The penalty was for “doorway pages” which is a concept from back in the early 2000s or before. You might remember those sites which had a cover on their landing page which said “enter site” and “exit”, before you hit the main site. Those types of pages provide no value to the user, but since everyone who enters the site has to click, it essentially doubles your engagement. Since user engagement is a ranking factor, it was a way for SEOs to boost rankings with little effort. 

Like most SEO tactics which boost rankings without benefitting the user, Google soon cracked down on this, and devalued it. In the case of HSI the city pages were considered to be doorway pages because our site didn’t have pricing or a way to actually purchase internet, but required the user to click through to the actual ISP. The accusation was that because the user need to click through to the ISP, the pages had no value, and since there were 30,000 pages with no value that looked like egregious spam. 

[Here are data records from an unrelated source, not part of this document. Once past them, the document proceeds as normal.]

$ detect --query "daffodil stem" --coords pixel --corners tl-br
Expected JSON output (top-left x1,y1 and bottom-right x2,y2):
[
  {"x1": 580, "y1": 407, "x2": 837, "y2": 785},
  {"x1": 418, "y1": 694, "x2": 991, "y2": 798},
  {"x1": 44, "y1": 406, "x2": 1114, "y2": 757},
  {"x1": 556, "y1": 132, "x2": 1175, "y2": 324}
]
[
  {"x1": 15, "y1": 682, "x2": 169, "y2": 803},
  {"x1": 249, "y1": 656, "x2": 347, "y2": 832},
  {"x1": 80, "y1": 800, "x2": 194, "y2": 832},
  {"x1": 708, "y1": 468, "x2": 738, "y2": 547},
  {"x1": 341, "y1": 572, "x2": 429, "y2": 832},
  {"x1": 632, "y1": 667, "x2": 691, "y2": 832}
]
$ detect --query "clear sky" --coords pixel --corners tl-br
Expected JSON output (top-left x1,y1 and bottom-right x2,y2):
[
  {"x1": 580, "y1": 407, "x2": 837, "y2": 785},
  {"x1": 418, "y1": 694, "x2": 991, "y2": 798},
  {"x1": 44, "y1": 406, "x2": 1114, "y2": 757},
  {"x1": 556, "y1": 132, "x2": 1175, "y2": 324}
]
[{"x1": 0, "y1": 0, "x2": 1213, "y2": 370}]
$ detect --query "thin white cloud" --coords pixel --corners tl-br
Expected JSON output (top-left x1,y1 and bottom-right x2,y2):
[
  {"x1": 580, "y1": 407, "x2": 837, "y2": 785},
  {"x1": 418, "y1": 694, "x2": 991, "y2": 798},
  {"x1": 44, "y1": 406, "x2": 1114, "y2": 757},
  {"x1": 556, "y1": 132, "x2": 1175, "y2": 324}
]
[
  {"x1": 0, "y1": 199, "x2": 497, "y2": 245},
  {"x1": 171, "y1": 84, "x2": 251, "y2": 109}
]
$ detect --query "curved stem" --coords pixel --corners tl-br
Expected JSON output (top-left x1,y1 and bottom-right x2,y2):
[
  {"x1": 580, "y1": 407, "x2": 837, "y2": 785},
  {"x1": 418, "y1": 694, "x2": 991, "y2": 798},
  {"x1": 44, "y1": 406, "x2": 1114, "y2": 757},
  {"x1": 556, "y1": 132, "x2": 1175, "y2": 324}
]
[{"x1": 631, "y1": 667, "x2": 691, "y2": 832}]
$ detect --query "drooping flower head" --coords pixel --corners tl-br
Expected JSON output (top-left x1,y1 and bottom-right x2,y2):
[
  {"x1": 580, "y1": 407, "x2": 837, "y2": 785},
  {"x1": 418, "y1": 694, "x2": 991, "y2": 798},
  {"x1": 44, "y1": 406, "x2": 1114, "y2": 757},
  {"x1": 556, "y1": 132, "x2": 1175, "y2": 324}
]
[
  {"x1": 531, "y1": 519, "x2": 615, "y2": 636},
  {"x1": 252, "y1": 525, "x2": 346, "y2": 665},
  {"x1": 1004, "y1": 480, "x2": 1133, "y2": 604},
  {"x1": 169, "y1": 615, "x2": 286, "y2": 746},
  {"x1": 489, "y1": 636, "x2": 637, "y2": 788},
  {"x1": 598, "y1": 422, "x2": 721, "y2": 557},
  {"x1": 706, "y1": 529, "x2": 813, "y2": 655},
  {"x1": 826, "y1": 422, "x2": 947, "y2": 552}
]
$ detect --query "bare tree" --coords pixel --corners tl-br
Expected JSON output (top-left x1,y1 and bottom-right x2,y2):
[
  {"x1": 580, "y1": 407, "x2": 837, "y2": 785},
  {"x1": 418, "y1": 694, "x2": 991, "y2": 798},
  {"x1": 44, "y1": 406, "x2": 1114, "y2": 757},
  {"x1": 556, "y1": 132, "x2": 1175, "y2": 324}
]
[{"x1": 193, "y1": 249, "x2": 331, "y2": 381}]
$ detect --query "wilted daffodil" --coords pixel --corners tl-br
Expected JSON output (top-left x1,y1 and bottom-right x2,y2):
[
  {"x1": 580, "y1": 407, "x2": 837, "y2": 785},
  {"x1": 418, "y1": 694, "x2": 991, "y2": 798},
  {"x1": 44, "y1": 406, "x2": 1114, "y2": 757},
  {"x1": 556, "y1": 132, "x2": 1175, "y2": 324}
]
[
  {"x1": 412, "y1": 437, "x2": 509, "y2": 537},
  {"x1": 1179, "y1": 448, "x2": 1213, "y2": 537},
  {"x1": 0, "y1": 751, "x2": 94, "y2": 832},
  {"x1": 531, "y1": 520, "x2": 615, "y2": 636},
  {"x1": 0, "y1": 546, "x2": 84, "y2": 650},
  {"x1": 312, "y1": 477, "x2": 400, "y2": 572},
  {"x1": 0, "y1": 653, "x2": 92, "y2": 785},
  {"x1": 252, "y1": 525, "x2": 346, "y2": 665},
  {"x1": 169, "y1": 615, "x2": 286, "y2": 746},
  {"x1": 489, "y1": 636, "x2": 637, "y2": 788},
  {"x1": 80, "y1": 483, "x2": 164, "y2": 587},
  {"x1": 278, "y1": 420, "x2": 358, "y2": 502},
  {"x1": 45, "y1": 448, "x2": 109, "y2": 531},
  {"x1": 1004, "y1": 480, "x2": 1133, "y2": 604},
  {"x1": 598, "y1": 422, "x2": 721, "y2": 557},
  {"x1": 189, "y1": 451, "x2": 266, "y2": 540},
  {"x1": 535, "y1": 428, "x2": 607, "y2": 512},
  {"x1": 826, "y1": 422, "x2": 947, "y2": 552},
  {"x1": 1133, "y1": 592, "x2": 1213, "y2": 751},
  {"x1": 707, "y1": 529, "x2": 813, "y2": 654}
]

Rebuttal: Arguing with a Billion Dollar Company

Removing this penalty was top priority and a team effort. The plan was for me to write the reconsideration request, our SEO directory would review, and our senior copy editor would clean it up and make it more presentable. My main angle was that these pages weren’t doorway pages because they provided actual value. The value was that in every city in the US, there’s a more or less unique combination of internet providers. If you’re in Phoenix, and you need internet, the Las Vegas page isn’t exactly what you need. Yes there are ISPs that serve both Phoenix and Vegas, but there’s some that are unique to each. Thus, each page has value and unique value for users in their respective cities. 

Supporting points.

I also pointed out in the reconsideration request that these pages had maps of ISP availability, and copy which described the map. Although every page had a map and a block of copy, the map and corresponding copy were unique to the city. When you travel somewhere you can’t just read any map. It has to be a map of the place you’re going to.

Reconsidered!

I submitted the reconsideration request and waited. It was the Friday before July 4th weekend and I was planning on taking a few days off to backpack the Uintas. I got a text from Cory on July 5th that the penalty was lifted! We were saved! Interestingly the other 6 sites which had gotten penalties also had their penalties lifted, even though I hadn’t mentioned them in my reconsideration request (I focused on HSI because the GEOset there was producing about 90% of the revenue for the site, and the other GEOsets weren’t as significant)

Why it worked.

In hindsight the reason the reconsideration request was effective was because of optimizing at the correct level of granularity. The uniqueness I called out across our GEOset was true specifically at the city level. If we had used a zip code based GEOset, my rebuttal would have been ineffective, since it would have been more or less true that they were doorway pages. So I guess the lesson here is that GEOsets are a powerful thing, which if done right can produce huge gains and shrug off accusations of spam, but if done at the wrong level of granularity are at high risk for penalty for being doorway pages.

In further posts I’ll get into everything else we did on GEOpages to continue to optimize for traffic, and better convert that traffic to revenue.